Minister Samuda said the Government is implementing several measures to address IUU, including improving surveillance via offshore patrol vessels and the planned use of drone technology.
Discussions are under way with the Ministries of National Security, and Transport and Mining with respect to the crafting of a tri-ministerial submission on the drone project.
Minister Samuda said the recent acquisition of new vessels by the Jamaica Defence Force (JDF) Coast Guard has produced dividends, with the interception of an illegal vessel near the Pedro Cays on March 25. An illegal firearm was discovered on board and the matter is to go before the courts.
The Agriculture Minister noted that IUU fishing affects Jamaica and the wider Caribbean.
New Fisheries Act…2
Conservative estimates are that Jamaica loses in excess of US$10 million per year from poaching of spiny lobsters on the Pedro Banks.
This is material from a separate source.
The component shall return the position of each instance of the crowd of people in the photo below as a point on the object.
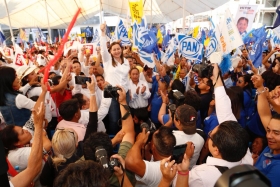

It is also believed that Jamaica loses approximately US$1.03 million from the poaching of conch.
Mr. Samuda said eradicating poaching will require a collaborative effort from the 17 member states of the Caribbean Regional Fisheries Mechanism (CRFM).
This body, officially inaugurated in 2003 in Belize City, Belize, where it is headquartered, promotes “the responsible utilisation of the region’s fisheries and other aquatic resources for the economic and social benefits of the current and future population of the region”.
The two-day meeting of the Caribbean Fisheries Forum, which is being hosted by the Ministry, will provide an update on the progress of the technical activities being undertaken by the CRFM.
It will also prepare recommendations on the way forward for consideration by the CRFM Ministerial Council that will meet on May 19 in Guyana. The Council is the chief policymaking body on fisheries in the Caribbean region.